Brother honored by Anglicans
Since the Reformation in the 16th century, the Anglican and Catholic churches in England have been two separate, though very similar, branches of Christianity.
Now a Brother of the Sacred Heart who was born in Woonsocket has become a bridge between them.
Brother Clement Pelletier, 71, was named an Honorary Canon last month at one of the most prominent cathedrals in England, the Cathedral Church at St. Albans. He is the first Roman Catholic ever to be given that honor at that cathedral.
As an Honorary Canon, Brother Clement will be a part of the procession of clergy at all special ceremonies at the Protestant cathedral, and he is given a seat of honor in a special stall inside the church.
It was a struggling Catholic school that brought him from Woonsocket to St. Albans, a town about 20 miles outside of London, in 1955. And it was it was his interest in the beautiful and historic Anglican cathedral that led to this honor.
Brother Clement, born Maurice Pelletier, grew up on Bennett Street. He graduated from Mount St. Charles Academy and took his vows as a Brother of the Sacred Heart shortly after in 1949.
As a member of the religious order dedicated to teaching, six years later he was asked to move to England to join a group of brothers in taking over a small Catholic school in St.
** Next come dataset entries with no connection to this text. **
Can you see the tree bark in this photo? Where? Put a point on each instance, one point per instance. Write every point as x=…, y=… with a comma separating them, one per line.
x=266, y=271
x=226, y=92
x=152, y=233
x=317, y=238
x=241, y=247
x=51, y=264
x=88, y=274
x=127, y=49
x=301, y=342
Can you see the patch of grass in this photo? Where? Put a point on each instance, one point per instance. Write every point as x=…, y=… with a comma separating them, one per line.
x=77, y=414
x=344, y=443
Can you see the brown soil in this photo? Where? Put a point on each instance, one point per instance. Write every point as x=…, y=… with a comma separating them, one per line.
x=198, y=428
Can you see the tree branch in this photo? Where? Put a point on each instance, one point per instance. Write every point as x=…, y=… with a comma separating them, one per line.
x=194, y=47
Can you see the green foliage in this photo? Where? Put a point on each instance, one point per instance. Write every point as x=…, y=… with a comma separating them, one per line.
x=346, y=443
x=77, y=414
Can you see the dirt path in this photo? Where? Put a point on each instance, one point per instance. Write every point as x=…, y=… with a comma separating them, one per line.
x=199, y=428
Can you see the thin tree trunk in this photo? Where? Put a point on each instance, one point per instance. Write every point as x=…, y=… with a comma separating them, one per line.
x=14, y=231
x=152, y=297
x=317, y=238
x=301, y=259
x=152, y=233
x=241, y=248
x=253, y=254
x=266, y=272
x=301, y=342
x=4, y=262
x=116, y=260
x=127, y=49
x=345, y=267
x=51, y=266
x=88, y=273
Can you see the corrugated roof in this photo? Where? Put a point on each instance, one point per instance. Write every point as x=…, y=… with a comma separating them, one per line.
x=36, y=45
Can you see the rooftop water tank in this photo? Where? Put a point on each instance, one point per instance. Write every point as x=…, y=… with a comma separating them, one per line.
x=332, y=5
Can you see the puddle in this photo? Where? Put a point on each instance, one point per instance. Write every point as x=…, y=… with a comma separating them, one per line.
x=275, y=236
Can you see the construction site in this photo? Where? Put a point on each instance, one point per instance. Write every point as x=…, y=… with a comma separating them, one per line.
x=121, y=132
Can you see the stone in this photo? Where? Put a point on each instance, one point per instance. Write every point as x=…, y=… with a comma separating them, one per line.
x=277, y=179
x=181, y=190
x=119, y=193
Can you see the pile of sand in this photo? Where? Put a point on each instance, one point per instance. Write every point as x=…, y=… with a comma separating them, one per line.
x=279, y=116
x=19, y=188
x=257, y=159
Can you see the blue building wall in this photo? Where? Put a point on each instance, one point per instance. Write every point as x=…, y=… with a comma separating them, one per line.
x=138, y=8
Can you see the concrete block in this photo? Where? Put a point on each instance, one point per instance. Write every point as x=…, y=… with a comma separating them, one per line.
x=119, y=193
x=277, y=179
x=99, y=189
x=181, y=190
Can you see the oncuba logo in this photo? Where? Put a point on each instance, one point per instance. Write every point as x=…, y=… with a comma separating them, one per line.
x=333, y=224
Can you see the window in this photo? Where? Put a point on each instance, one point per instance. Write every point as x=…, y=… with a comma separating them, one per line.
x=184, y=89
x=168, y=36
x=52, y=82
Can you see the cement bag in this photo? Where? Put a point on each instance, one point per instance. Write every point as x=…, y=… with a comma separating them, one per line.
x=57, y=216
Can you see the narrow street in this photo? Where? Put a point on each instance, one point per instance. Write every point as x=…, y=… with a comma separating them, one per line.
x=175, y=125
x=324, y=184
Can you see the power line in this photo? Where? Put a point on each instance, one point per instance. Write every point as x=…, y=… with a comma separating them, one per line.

Albans. He served as a teacher, and rose through the ranks to deputy head, superior and finally headmaster in 1980.
Since he arrived, the school has grown from about 65 students to 950. There he made a name for himself by knowing the names of every boy in the school and sending each one a card on his birthday, along with a Mars bar for the younger boys.
Brother Clement retired in 1995, and says his retirement gave him the time to finally get involved with the great cathedral. The school has one of the best views available of the cathedral, and Brother Clement had long been interested in it.
Originally built as a shrine to St. Albans, who died around 250 A.D., parts of the building date back to 793 and it is considered one of the foremost cathedrals in England in terms of architecture. Though it is a Protestant cathedral, St. Albans is also a major tourist attraction.
It is very accepting of other Christians, including the Catholics who make up roughly 10 percent of England's population, Brother Clement said.
A Catholic Mass is even celebrated there once each week. “I think it's because they're very broad minded and they are incorporating all the people who are believers in Jesus,” he said, adding that the dividing line between the Catholic and Protestant faiths in England has been getting thinner as the years pass.
He began working at the abbey as a tour guide, and later started working as the Catholic chaplain, welcoming people and offering spiritual guidance whenever necessary.
On Nov. 4, the cathedral made him an Honorary Canon, giving him a special seat previously occupied by the late archbishop of Canterbury, Lord Runcie. He now serves as a bridge between the two faiths at the cathedral, joining the other canons for meetings several times a year and taking part in special ceremonies there.
He said he's glad to serve in this unique capacity.“I have my Catholic faith, but I'm prepared to show my faith in Christianity,” he said.